The additional benefit of this is that you’ve just transported that reader to your website. If you use this method, videos should be set to auto-play once the reader is redirected and there should always be a clear call-to-action (CTA) at the end that directs the user to their next step.
Related Article: Interview Questions to Ask an Email Marketing Manager [Infographic]
Send Quality Content
If you’re not sending out relevant and engaging content to your subscribers, it won’t matter whether they’ve opened your email or not. They probably won’t ever open another one or click through to your website. Content should be a balance of visually appealing and intriguing information with a small dose of promotion.

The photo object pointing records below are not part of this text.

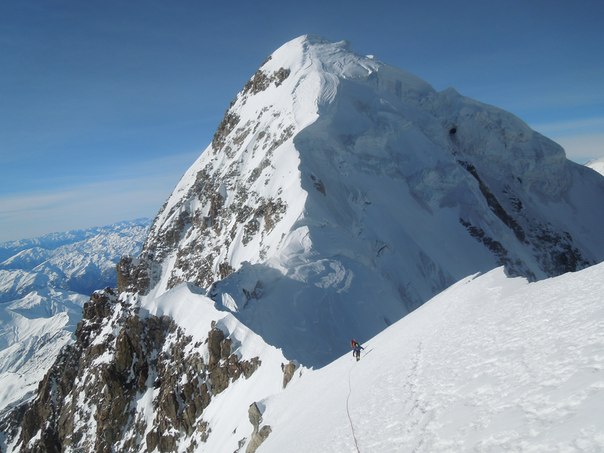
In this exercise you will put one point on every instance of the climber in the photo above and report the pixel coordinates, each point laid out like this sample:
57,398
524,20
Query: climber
356,349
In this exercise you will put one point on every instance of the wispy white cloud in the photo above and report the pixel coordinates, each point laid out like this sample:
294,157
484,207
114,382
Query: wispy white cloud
582,148
571,127
582,139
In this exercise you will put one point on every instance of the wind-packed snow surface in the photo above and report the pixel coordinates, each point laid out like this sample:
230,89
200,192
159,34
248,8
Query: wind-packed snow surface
490,364
44,282
597,165
340,193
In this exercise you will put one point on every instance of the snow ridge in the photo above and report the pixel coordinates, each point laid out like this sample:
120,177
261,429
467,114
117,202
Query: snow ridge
44,282
340,189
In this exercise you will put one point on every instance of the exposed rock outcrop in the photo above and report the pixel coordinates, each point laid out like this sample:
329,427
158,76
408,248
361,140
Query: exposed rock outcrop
259,433
90,399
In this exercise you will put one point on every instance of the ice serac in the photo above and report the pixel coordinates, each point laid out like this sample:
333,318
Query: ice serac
339,193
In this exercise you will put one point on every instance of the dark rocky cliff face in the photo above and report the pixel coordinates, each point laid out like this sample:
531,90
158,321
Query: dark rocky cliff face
90,399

Know the purpose of your email before you begin. Is this a newsletter, informative, exclusive offer, announcement, or lead nurturing piece? Finally, remember that this is about quality and not quantity. When reading emails, people appreciate a concise message and, more than anything else, a lot of images.
Several years ago, the Nielsen Norman Group reported on an academic study about web use. The study’s not-so-shocking findings were that 80 percent of users are only scanning your email messages, necessitating the need for a strong headline, some bold images, and a clear call to action (CTA).
Backing this up, Hubspot reported that 65 percent of readers prefer emails that contain more images. As not all email services will display images, they should only be a portion of your email and not the entire message. A good rule of thumb is to use about thirty percent of your space for images.